Le moins méconnu

A mi-boucle se trouve un segment pause du quartier, grand calme, ciel bien visible, hauteur de plateau, crochet habituel dans un des temples du quartier, toujours le même, qui se prend sur la façade le soleil en décliné, sauf que c’est le matin et encore tôt pour le déclin. Avant d’y pénétrer se trouve à main droite un micro-parc d’attraction invisible de la rue hormis une petite pancarte au sol. Entre dans le champ visuel une jeune fille de dos en tenue exotique veste pantalon colorés. Elle tient une pancarte et regarde en direction du bout de la rue d’où approche une famille, papa, maman et deux grands ados. Ils viennent se déguiser en guerriers pour apprendre des mouvements de sabre et jouer à la bataille de coups feints sur armure de samourai. Ils viennent confirmer par la pratique le ludique bizarre comique attachant de leur Japon inventé qui répond avec obédience à l’attente. C’est une expérience authentiquement fausse, donc totalement vraie. 
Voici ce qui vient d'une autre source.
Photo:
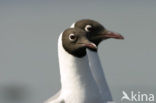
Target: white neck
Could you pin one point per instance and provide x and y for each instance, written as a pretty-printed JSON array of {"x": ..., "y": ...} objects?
[
  {"x": 76, "y": 78},
  {"x": 98, "y": 74}
]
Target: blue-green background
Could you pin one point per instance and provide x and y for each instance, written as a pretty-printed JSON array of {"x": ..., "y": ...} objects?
[{"x": 29, "y": 30}]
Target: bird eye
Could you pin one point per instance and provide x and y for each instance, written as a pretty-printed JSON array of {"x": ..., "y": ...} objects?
[
  {"x": 72, "y": 37},
  {"x": 88, "y": 28}
]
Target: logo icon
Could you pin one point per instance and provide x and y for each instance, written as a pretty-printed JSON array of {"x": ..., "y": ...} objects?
[{"x": 125, "y": 96}]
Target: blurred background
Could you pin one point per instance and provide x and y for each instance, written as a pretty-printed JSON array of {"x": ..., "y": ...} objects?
[{"x": 29, "y": 30}]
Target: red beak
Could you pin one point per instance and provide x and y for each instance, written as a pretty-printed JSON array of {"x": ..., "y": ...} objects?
[{"x": 110, "y": 34}]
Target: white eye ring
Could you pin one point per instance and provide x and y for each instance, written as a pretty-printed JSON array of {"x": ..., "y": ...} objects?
[
  {"x": 72, "y": 37},
  {"x": 87, "y": 27}
]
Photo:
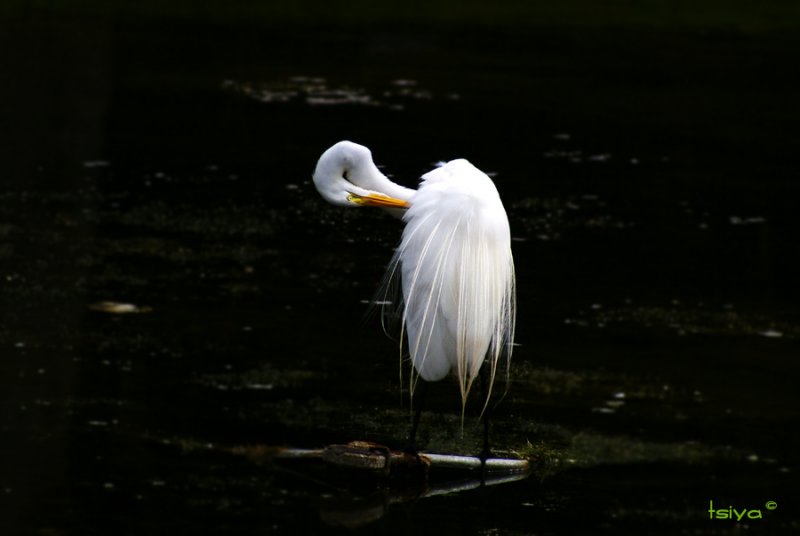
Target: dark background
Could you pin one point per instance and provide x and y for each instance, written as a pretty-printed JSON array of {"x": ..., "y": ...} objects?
[{"x": 159, "y": 155}]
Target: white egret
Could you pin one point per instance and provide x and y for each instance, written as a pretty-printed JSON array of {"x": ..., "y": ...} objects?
[{"x": 455, "y": 263}]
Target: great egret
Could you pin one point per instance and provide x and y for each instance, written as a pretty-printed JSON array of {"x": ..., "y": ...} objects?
[{"x": 457, "y": 272}]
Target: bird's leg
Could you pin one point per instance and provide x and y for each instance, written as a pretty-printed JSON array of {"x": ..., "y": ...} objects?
[
  {"x": 412, "y": 436},
  {"x": 486, "y": 453}
]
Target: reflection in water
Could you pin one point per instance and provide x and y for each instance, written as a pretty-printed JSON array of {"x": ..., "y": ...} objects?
[{"x": 320, "y": 92}]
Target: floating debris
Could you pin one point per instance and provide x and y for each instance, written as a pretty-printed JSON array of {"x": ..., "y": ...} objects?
[
  {"x": 118, "y": 308},
  {"x": 755, "y": 220}
]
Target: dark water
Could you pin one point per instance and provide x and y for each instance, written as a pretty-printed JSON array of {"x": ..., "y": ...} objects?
[{"x": 650, "y": 176}]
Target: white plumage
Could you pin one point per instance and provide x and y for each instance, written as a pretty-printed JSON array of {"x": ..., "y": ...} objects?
[{"x": 455, "y": 262}]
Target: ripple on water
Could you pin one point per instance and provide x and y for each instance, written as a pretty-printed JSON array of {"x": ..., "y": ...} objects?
[{"x": 317, "y": 91}]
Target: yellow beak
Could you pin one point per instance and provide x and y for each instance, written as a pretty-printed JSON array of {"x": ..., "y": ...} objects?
[{"x": 378, "y": 200}]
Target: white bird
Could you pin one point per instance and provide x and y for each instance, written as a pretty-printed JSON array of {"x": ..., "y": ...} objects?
[{"x": 455, "y": 262}]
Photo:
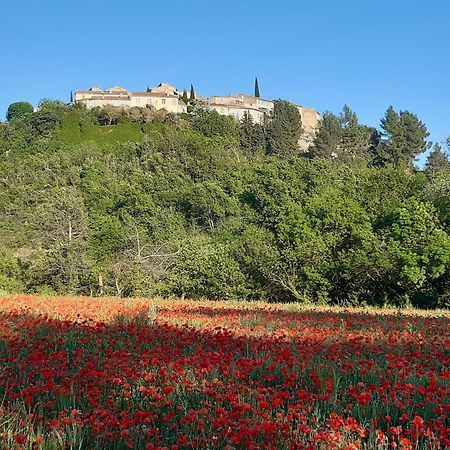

Immobile devant le petit bâtiment du temple, il s’agit à chaque fois de poser le regard sur des détails, en particulier les effets de lumière, sans rien attendre ni escompter d’un quelconque frisson religieux. Le calme suffit. Et puis quelqu’un, une dame âgée juste posée à l’entrée du temple, à 20 mètres à peine, semble me faire signe. Elle dit quelque chose mais pour l’entendre, il faut s’approcher, et tout en s’approchant, je fais le lien entre la scène précédente, la dame, son appel souriant et ce qu’elle me dit, que le micro-parc d’attraction est là, de l’autre côté, opposé au temple. Je lui dis que je ne fais pas partie de cette affaire, que je ne suis pas un touriste en ballade. On s’offre une petite conversation très affectueuse. Elle est du voisinage, elle se promène aussi tous les jours, on ne s’est jamais croisé effectivement mais nous constatons avoir une préférence exclusive pour ce temple, y être brièvement, pour déconnecter à coup sûr. On se recroisera peut-être à l’occasion mais elle me dit être généralement encore plus matinale.

Autre jour. Au sud de Koenji dans un territoire jamais franchi. Le prétexte est une large concrétion de cimes d’arbres au loin, prétexte classique presque toujours d’intérêt. D’abord, c’est un mur, long et bifurqué, avec un cimetière derrière. On n’aperçoit au mieux que la pointe des planches de bois scriptuaires à la verticale. Certains segments du mur surmonté de barbelés ont été étendu en hauteur, peut-être pour cacher plus encore ce qui est signé cimetière aux résidents de l’autre côté de la rue, environnement par porteur pour l’immobilier. Enfin une ruelle très fine débouche sur un jardin moderne, de ces conçus à travaux d’entretien et budgets minimaux, béton maximal. Beaucoup de monde ce samedi, des familles, des jeunes, une petite escoudade de pompiers volontaires qui discutent matériel, des trétaux avec des choses à manger. C’est donc la bibliothèque de Koenji, une belle bâtisse pour une fois. Tous les bancs et sièges sont pris. 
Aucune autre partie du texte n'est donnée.